Poly Network called on exchanges to “blacklist” the tokens. As it is a protocol involving several blockchains, the figure could be higher.
This note was updated two hours after publication to add Poly Network’s statement directed at hackers.
The DeFi protocol for multiple blockchain operability, Poly Network, was breached today, Tuesday, August 10. The attacker or hacker group would have stolen at least $600 million in cryptocurrencies and tokens, which would be one of the worst blows to decentralized finance platforms.
Poly Network made the event public through a message on Twitter. The organization called on all exchanges and miners to “blacklist” the tokens involved in the interest of countering the attack.
“Important news: we regret to announce that Poly Network was attacked on Binance Smart Chain (BSC), Ethereum (ETH), and Polygon (MATIC). The assets have been transferred to the following addresses of the hackers:
- ETH: 0xC8a65Fadf0e0dDAf421F28FEAb69Bf6E2E589963
- BSC: 0x0D6e286A7cfD25E0c01fEe9756765D8033B32C71
- Polygon: 0x5dc3603C9D42Ff184153a8a9094a73d461663214
We call on affected blockchain miners and exchanges to blacklist tokens coming from the above addresses,” Poly Network announced on the popular social network, mentioning Binance, Huobi, OKex, and Coinbase.
The address for tokens on Ethereum showed a balance of $273 million, the one for tokens on BSC exhibited a total of $253 million and the one related to the Polygon network held a balance of $85 million in USDC.
Adding up the funds gives a total of $611 million in cryptocurrencies. However, the figure could be higher as Poly Network involves the operation of several blockchains. That is, security analysts could find other vulnerabilities in their research.
As a measure to restrict the action of hackers, Paolo Ardonio, chief technology officer of Bitfinex and Tether (USDT), announced that $33 million in the stablecoin was frozen. This aspect shows the centralized nature of some services and companies operating in the bitcoin ecosystem.
It is unclear what the hackers’ modus operandi was. However, Igor Igamberdiev of The Block Research said that this was an unusual crypto problem. No further details of the flaw were provided. Poly Network would prepare a post-mortem report in the coming days to reveal how the events occurred.
Among the reactions that spread after the hack was that of Binance’s CEO, Changpeng Zhao. The executive stated the following: “We are aware of the Poly Network exploit that occurred today. While no one controls BSC (or ETH), we are coordinating with all of our security partners to proactively help. There are no guarantees. We will do everything we can.”

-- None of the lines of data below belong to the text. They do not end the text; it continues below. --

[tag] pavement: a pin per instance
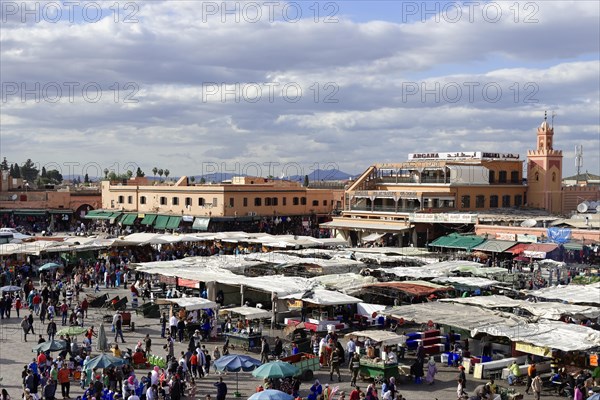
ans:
(15, 353)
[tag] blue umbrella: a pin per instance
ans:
(49, 266)
(271, 394)
(236, 363)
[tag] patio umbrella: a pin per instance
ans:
(275, 369)
(271, 394)
(104, 361)
(72, 331)
(102, 342)
(53, 345)
(11, 289)
(236, 363)
(49, 267)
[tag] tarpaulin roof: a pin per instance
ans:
(550, 334)
(539, 250)
(577, 294)
(386, 338)
(547, 310)
(518, 248)
(415, 289)
(456, 315)
(193, 303)
(495, 246)
(466, 281)
(248, 312)
(323, 297)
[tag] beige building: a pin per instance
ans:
(241, 198)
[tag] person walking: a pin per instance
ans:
(531, 373)
(334, 364)
(264, 351)
(63, 379)
(536, 387)
(119, 329)
(51, 329)
(26, 327)
(221, 389)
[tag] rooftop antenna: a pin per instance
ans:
(578, 158)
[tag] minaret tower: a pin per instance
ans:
(544, 171)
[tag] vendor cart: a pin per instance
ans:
(306, 363)
(377, 370)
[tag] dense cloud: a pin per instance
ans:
(169, 84)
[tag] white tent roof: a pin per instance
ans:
(193, 303)
(386, 338)
(466, 281)
(457, 315)
(547, 310)
(248, 312)
(578, 294)
(323, 297)
(550, 334)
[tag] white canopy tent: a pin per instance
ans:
(547, 310)
(577, 294)
(193, 303)
(322, 297)
(385, 338)
(248, 312)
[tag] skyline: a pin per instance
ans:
(202, 84)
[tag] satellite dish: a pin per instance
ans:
(582, 207)
(529, 223)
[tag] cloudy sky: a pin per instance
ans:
(201, 87)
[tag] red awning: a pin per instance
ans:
(517, 249)
(411, 288)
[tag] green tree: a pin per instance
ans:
(28, 171)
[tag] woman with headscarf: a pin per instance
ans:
(371, 393)
(431, 371)
(315, 390)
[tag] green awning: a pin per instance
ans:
(457, 241)
(201, 223)
(30, 212)
(161, 222)
(173, 223)
(573, 246)
(148, 219)
(128, 219)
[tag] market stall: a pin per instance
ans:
(247, 332)
(377, 351)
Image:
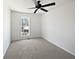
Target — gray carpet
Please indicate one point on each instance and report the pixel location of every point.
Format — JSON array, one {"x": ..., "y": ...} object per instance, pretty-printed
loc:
[{"x": 35, "y": 49}]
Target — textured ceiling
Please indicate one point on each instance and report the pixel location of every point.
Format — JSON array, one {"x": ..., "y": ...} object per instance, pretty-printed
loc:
[{"x": 23, "y": 5}]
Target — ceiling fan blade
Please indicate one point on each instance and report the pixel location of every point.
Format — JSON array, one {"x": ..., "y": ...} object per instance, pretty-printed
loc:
[
  {"x": 44, "y": 9},
  {"x": 35, "y": 11},
  {"x": 50, "y": 4},
  {"x": 32, "y": 8}
]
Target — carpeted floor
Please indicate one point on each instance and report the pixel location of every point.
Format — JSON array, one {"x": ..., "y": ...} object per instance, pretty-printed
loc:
[{"x": 35, "y": 49}]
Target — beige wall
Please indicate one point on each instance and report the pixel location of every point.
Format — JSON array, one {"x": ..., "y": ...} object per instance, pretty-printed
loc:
[
  {"x": 58, "y": 27},
  {"x": 6, "y": 26}
]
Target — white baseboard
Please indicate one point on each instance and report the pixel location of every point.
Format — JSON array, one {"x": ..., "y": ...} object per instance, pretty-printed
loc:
[{"x": 58, "y": 46}]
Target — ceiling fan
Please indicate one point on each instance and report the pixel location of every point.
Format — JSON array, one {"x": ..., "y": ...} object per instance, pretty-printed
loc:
[{"x": 40, "y": 6}]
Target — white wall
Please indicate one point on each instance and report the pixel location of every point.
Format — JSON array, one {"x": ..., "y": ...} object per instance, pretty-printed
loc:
[
  {"x": 58, "y": 27},
  {"x": 35, "y": 20},
  {"x": 6, "y": 27}
]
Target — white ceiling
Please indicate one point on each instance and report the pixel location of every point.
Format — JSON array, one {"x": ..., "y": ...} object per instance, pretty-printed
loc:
[{"x": 23, "y": 5}]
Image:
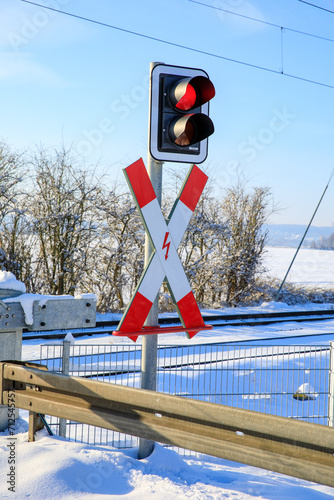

Poly Network pleads with hackers
Hours after reporting the attack on its platform, Poly Network released a message addressed to the hacker or hackers involved. In the statement, DeFi begs the hackers to return the funds, heading the letter with a “dear hacker…”.
“We would like to establish communication with you and urge you to return the hacked assets. The amount of money you hacked is the largest in the history of DeFi. The money you stole is from tens of thousands of members of the cryptocurrency community,” Poly Network emphasized.
The decentralized finance protocol stressed to the hacker that authorities in any country could consider the act as a major economic crime for which he would be prosecuted.
DeFi, the target of multiple attacks
Platforms for decentralized finance (DeFi) have been questioned in the past for their recurring security problems. CryptoNews has reported multiple attacks on services of this type involving tokens on Ethereum or from BSC, among others.
Recently, in May, two events captured media attention in the cryptocurrency ecosystem. On the 17th of that month, the case of bEarn, a service on BSC, was reported, from which almost 11 million dollars were stolen.
Two weeks after what happened with bEarn, another case with a DeFi service on the Binance Smart Chain was reported. On that occasion, the vulnerability was for the Belt Finance platform from which $6.2 million was stolen.